The sensor kinase DcuS of Escherichia coli perceives extracellular fumarate by a periplasmic PAS_P sensor domain. Transmembrane (TM) helix TM2, present as TM2-TM2′ homo-dimer, transmits fumarate activation in a piston-slide across the membrane. The second TM helix of DcuS, TM1, is known to lack piston movement. Structural and functional properties of TM1 were analyzed. Oxidative Cys-crosslinking (CL) revealed homo-dimerization of TM1 over the complete membrane, but only the central part showed α-helical +3/+4 spacing of the CL maxima. The GALLEX bacterial two-hybrid system indicates TM1/TM1′ interaction, and the presence of a TM1-TM1′ homo-dimer is suggested. The peripheral TM1 regions presented CL in a spacing atypical for α-helical arrangement. On the periplasmic side the deviation extended over 11 AA residues (V32-S42) between the α-helical part of TM1 and the onset of PAS_P. In the V32-S42 region, CL efficiency decreased in the presence of fumarate. Therefore, TM1 exists as a homo-dimer with α-helical arrangement in the central membrane region, and non-α-helical arrangement in the connector to PAS_P. The fumarate induced structural response in the V32-S42 region is suggested to represent a structural adaptation to the shift of TM2 in the TM1-TM1′/TM2-TM2′ four-helical bundle.

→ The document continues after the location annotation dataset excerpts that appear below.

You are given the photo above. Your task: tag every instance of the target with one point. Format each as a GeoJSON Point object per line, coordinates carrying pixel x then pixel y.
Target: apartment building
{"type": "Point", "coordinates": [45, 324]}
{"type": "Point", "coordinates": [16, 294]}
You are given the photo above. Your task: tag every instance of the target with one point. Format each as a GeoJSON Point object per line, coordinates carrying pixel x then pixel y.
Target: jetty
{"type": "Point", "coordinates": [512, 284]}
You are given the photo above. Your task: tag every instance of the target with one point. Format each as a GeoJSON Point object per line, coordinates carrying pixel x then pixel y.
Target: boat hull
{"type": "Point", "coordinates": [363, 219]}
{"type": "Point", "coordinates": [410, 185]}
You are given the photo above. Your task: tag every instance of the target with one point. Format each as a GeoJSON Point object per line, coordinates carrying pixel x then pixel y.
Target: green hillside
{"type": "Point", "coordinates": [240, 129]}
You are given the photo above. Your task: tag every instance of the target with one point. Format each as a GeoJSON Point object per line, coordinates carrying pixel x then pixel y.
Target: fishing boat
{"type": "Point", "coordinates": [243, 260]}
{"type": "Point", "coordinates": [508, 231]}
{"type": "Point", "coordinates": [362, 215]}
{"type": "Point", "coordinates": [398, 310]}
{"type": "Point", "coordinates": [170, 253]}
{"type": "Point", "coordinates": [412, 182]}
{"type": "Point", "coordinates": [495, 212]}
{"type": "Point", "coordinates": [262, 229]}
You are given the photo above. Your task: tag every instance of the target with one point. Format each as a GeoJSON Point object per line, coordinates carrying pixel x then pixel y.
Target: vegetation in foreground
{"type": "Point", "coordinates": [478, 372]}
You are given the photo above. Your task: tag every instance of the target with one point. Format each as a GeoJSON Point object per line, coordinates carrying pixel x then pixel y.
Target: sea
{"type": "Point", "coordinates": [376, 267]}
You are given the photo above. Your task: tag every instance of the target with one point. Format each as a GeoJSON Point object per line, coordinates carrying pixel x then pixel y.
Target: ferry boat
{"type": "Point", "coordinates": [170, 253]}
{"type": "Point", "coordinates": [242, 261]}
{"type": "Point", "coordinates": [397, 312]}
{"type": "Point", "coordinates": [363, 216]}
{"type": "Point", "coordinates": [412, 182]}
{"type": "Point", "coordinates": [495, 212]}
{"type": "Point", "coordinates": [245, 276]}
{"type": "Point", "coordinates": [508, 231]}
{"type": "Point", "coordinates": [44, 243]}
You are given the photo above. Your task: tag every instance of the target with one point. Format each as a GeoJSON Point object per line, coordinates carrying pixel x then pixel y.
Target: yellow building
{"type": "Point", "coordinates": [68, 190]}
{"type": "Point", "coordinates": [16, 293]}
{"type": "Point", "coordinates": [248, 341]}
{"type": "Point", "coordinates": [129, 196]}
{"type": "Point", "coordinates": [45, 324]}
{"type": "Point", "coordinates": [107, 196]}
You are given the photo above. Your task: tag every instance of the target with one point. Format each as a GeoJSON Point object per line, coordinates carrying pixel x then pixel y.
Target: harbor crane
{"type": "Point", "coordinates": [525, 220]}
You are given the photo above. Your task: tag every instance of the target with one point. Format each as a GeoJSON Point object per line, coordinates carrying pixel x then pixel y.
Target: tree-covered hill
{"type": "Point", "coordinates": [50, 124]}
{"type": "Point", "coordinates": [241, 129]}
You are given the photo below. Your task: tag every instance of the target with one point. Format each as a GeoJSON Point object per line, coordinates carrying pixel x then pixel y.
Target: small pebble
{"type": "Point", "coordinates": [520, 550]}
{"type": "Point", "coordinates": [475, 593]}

Keywords: DcuS; Escherichia coli ; oxidative Cys crosslinking; sensor kinase; transmembrane helix

Corresponding author: Gottfried Unden, Microbiology and Wine Research, Institute for Molecular Physiology, Johannes Gutenberg University Mainz, BZ II, Hanns-Dieter-Hüsch-Weg 17, D-55128 Mainz, Germany, E-mail: unden@uni-mainz.de

Funding source: Deutsche Forschungsgemeinschaft 10.13039/501100001659

Award Identifier / Grant number: UN 49/21-1

Acknowledgments

We are grateful to Dr. D. Steindorf (Mainz) for help with experiments, and Dr. D. Schneider (Mainz) for helpful discussions.

Author contributions: All the authors have accepted responsibility for the entire content of this submitted manuscript and approved submission.
Research funding: Financial support was received by a grant of Deutsche Forschungsgemeinschaft (UN 49/21-1).
Conflict of interest statement: The authors declare no conflicts of interest regarding this article.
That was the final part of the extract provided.